Born in a Bengali Christian family in West Bengal’s Medinipur on July 12, 1921, she successfully completed her BA with Sanskrit Honours securing highest marks. But as she was a Christian, she was not recognised as an Ishan Scholar. Then she joined the MA English class and again secured high marks in the MA exam.

She started teaching at Lady Brabourne College in the city. Later she did her MA in Sanskrit as a private student securing First Class marks. Subsequently she joined the Com-parative Literature Department of Jadavpur University at the invitation of poet-writer Buddhadeb Bose but soon shifted to the Sanskrit Department. However, here too she had to face hurdles because of being a Christian.

Yet as journalist Pratik Kanjilal, one of her informal students, has written: “Christian by birth and Marxist (and atheist) by persuasion, she used Sanskrit as the key to understanding ancient India rationally and scientifically, not as a handy easel on which to paint a modern, retrofitted Hindu identity.” In historian Romila Thapar’s opinion, “Her work will be a milestone in ancient Indian historiography.” However, a couple of years ago she had confided that much more work needed to be done to really under-stand ancient India.

Her books (in both English and Bengali) number more than 35. She was honoured and given due recognition by the erstwhile Left Front Government of West Bengal. But that did not prevent her from raising her voice against the anti-farmer and anti-people policies of the Left Front in Singur and Nandigram. She was outspoken against the misdeeds of the present government in the State as well.

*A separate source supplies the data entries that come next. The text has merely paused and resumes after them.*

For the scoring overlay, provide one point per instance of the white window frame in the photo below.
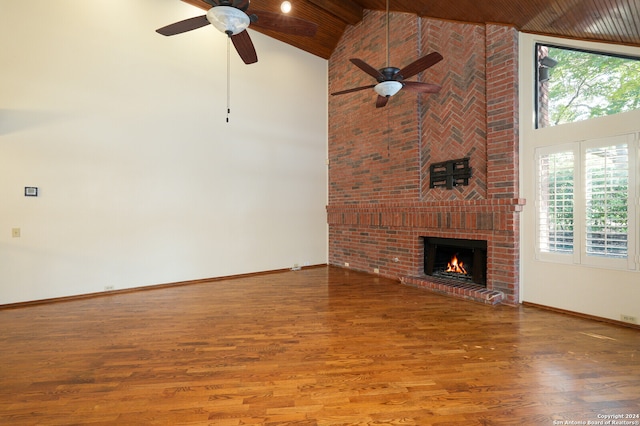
(556, 256)
(579, 255)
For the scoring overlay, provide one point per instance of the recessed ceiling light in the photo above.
(285, 7)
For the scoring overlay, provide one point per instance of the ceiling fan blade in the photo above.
(283, 24)
(416, 86)
(357, 89)
(420, 65)
(244, 46)
(184, 26)
(367, 68)
(382, 101)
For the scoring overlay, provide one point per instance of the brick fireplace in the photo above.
(381, 206)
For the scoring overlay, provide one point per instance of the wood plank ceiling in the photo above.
(611, 21)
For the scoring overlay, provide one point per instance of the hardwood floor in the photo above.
(321, 346)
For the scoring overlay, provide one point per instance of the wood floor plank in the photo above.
(321, 346)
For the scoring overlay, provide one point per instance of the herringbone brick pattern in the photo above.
(454, 122)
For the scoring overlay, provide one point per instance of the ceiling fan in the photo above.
(233, 17)
(391, 79)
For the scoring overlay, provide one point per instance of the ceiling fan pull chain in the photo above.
(228, 77)
(388, 55)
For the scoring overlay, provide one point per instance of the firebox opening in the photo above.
(456, 259)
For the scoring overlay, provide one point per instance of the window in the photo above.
(606, 200)
(555, 201)
(575, 85)
(585, 202)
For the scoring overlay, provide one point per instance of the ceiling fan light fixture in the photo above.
(228, 19)
(285, 6)
(388, 88)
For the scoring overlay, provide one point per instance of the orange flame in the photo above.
(456, 266)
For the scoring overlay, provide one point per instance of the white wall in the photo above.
(605, 293)
(141, 180)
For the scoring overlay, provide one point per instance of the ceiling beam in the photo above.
(346, 10)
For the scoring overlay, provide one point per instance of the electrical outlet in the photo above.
(629, 318)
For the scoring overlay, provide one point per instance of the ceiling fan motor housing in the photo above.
(390, 73)
(228, 19)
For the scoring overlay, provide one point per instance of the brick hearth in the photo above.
(380, 202)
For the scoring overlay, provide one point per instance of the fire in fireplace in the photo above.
(456, 259)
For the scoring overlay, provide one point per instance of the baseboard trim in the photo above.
(30, 303)
(581, 315)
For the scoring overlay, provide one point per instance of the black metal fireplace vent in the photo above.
(449, 173)
(456, 259)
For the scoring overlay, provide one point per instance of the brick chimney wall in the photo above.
(380, 203)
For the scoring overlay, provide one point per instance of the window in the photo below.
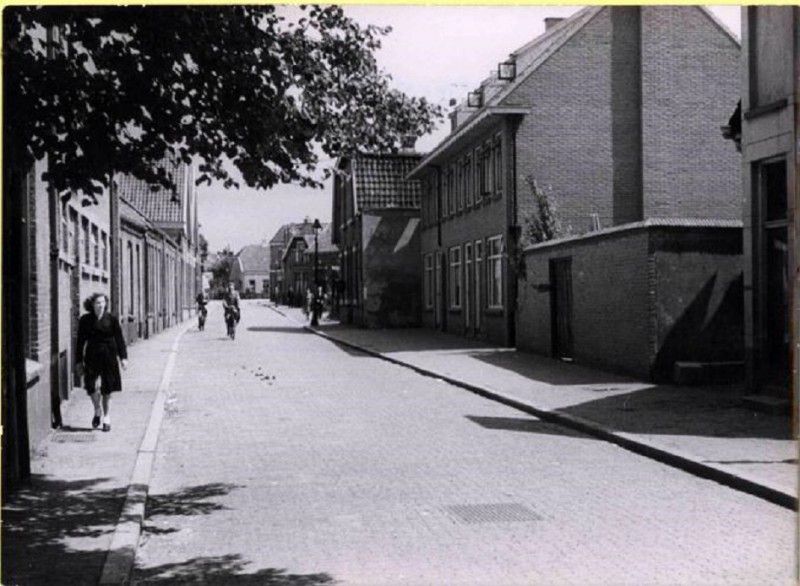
(467, 179)
(95, 247)
(451, 192)
(455, 277)
(478, 282)
(495, 268)
(486, 174)
(497, 166)
(104, 243)
(427, 280)
(459, 186)
(63, 214)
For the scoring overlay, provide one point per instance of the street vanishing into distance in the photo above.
(286, 459)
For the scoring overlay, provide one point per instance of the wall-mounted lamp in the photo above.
(507, 70)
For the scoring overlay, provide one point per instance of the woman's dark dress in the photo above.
(103, 343)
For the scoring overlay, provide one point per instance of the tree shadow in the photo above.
(277, 329)
(223, 570)
(40, 520)
(58, 531)
(713, 411)
(552, 371)
(527, 425)
(189, 501)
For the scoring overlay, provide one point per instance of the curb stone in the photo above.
(121, 557)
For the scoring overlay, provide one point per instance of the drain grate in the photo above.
(65, 437)
(492, 513)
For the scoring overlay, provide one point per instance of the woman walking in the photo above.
(100, 344)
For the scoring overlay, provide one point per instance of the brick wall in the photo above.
(565, 142)
(643, 297)
(603, 137)
(391, 267)
(610, 300)
(690, 86)
(39, 314)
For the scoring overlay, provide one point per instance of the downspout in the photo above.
(512, 239)
(114, 243)
(55, 375)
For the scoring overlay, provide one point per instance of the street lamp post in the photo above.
(314, 298)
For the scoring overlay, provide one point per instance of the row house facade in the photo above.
(376, 229)
(250, 271)
(277, 248)
(166, 268)
(58, 251)
(309, 259)
(769, 131)
(612, 112)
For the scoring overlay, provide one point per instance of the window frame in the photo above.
(495, 274)
(455, 272)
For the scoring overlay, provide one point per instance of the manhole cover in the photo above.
(63, 437)
(491, 513)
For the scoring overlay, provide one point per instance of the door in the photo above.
(776, 349)
(469, 297)
(561, 307)
(478, 284)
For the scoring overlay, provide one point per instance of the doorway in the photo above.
(561, 307)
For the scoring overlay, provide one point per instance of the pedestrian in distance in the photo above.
(202, 310)
(232, 311)
(100, 353)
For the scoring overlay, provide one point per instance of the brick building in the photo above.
(376, 228)
(614, 112)
(769, 131)
(167, 265)
(56, 253)
(277, 247)
(250, 270)
(300, 267)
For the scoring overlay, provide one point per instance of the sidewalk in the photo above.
(703, 430)
(85, 482)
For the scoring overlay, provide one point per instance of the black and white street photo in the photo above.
(400, 295)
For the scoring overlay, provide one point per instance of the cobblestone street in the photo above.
(286, 459)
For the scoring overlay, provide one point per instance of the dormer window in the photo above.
(507, 70)
(475, 99)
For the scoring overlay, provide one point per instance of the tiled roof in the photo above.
(160, 205)
(324, 240)
(379, 181)
(130, 214)
(254, 258)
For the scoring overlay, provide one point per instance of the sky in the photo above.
(439, 52)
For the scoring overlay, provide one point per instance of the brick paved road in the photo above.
(285, 459)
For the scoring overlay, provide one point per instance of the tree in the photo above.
(116, 89)
(542, 223)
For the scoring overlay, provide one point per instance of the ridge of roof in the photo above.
(533, 54)
(720, 24)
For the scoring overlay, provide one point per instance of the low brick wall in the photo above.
(644, 296)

That made her a genuinely independent Leftist intellectual.

A few days before her death she had exclaimed: “I don’t want to live in Modi’s India.” That literally came out to be true in the end—she passed away two days before Narendra Modi was formally sworn in as the country’s PM; so she did not have the agony of watching Modi function as the head of the Union Government.

Prof Sukumari Bhattacharji married Prof Amal Bhattacharji, the widely known and popular teacher of English in Presidency College, Kolkata. He predeceased her. Her daughter, Dr Tanika Sarkar, who teaches at New Delhi’s Jawaharlal Nehru University, her son-in-law, Dr Sumit Sarkar, who has retired as a Professor from Delhi University, and her grandson, Dr Aditya Sarkar, who is currently teaching in Warwick Univer-sity, UK, are all well-known historians.

Like in the case of Prof Amalendu De, Prof Bhattacharji’s body too was donated to Kolkata’s R.G. Kar Medical College Hospital as per her last wish.